An unusual feature for me this Christmas is how much I'm NOT doing. No Christmas cards, far less in decorating, very pared down gifting. Other than some market visits when I was still in Thailand, I've barely been out shopping at all.
This has been driven by realism and capacity more than any new philosophy or approach to the season. I've just had far more than the usual going on since mid-September, right up to my return to Canadian soil on December 4. Missed out entirely on the 'ramp up' to the season and the practice of having a lot done well in advance to give me space to reflect and enjoy. The commitment to being a good steward of my energies, to still having some of that reflective space, and to make people the priority has 're-jigged' a lot of what I usually expect from myself over the holidays.

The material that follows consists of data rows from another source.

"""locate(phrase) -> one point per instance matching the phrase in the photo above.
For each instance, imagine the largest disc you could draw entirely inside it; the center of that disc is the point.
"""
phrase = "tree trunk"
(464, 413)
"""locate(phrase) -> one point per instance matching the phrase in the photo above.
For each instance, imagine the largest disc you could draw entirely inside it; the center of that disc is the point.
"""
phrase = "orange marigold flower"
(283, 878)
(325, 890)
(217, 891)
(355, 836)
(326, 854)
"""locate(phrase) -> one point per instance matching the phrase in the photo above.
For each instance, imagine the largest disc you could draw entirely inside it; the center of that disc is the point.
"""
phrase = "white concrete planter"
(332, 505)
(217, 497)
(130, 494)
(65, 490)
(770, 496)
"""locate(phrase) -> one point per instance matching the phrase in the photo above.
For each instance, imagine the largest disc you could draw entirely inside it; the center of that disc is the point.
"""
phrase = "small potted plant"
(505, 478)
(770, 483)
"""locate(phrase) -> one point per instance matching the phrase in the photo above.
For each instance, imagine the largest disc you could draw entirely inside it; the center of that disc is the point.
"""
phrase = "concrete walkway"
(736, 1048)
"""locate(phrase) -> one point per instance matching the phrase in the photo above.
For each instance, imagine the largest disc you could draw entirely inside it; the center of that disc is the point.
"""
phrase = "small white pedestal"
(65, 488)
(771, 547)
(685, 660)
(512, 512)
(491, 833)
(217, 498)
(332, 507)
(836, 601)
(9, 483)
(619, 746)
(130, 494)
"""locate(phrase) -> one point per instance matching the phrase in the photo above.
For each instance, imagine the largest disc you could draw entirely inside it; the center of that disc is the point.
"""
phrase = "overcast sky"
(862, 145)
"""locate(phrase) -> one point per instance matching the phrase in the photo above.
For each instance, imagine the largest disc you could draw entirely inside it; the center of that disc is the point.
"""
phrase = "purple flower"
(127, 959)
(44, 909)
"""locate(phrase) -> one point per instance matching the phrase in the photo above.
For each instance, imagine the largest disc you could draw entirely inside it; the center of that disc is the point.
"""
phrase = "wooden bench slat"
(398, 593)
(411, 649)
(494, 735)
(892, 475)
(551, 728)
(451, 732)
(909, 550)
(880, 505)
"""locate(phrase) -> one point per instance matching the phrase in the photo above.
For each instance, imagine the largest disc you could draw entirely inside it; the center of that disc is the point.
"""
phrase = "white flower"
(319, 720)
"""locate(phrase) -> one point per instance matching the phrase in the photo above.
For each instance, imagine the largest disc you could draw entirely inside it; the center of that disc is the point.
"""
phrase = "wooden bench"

This is good. I think. I hope.
I hope this uneasiness I'm feeling about whether or not it's all 'enough' is good for me. I'm living in the tension between mental assent to what's actually doable in a healthy way, and the emotional need to make sure people know I love them, which is what I believe all the fuss is about at Christmas anyways.
I asked myself the questions again this morning. In these days when I've checked off 99% of the lists of what I decided was important, and the Christmas pressure is dialed right down to low, I can't seem to keep wondering.
Am I forgetting anyone? Have I done enough? Will my family and friends feel the love? Lavishly (not to be confused with fancy or expensive), is how God loved on us that first Christmas. This 'unspeakable gift' (2 Corinthians 9:15) sets the tone for gifts born of love. I feel the pull of 'one more thing.'
Then another thought, right on the heels of these questions. If my family and friends don't know that I love them except for what happens at Christmas, then something is very wrong.
Less is less only if less is what's happening all year long. More is less if it's a desperate scramble at Christmas to convey what I failed to say every month before it.
And so I will stay mindful of all the ways I can still be fear-driven instead of Spirit-led.
I will stay quiet in this space of 'enough.'
I will let love give me permission to simplify.
Wishing you all a love-simplified Christmas.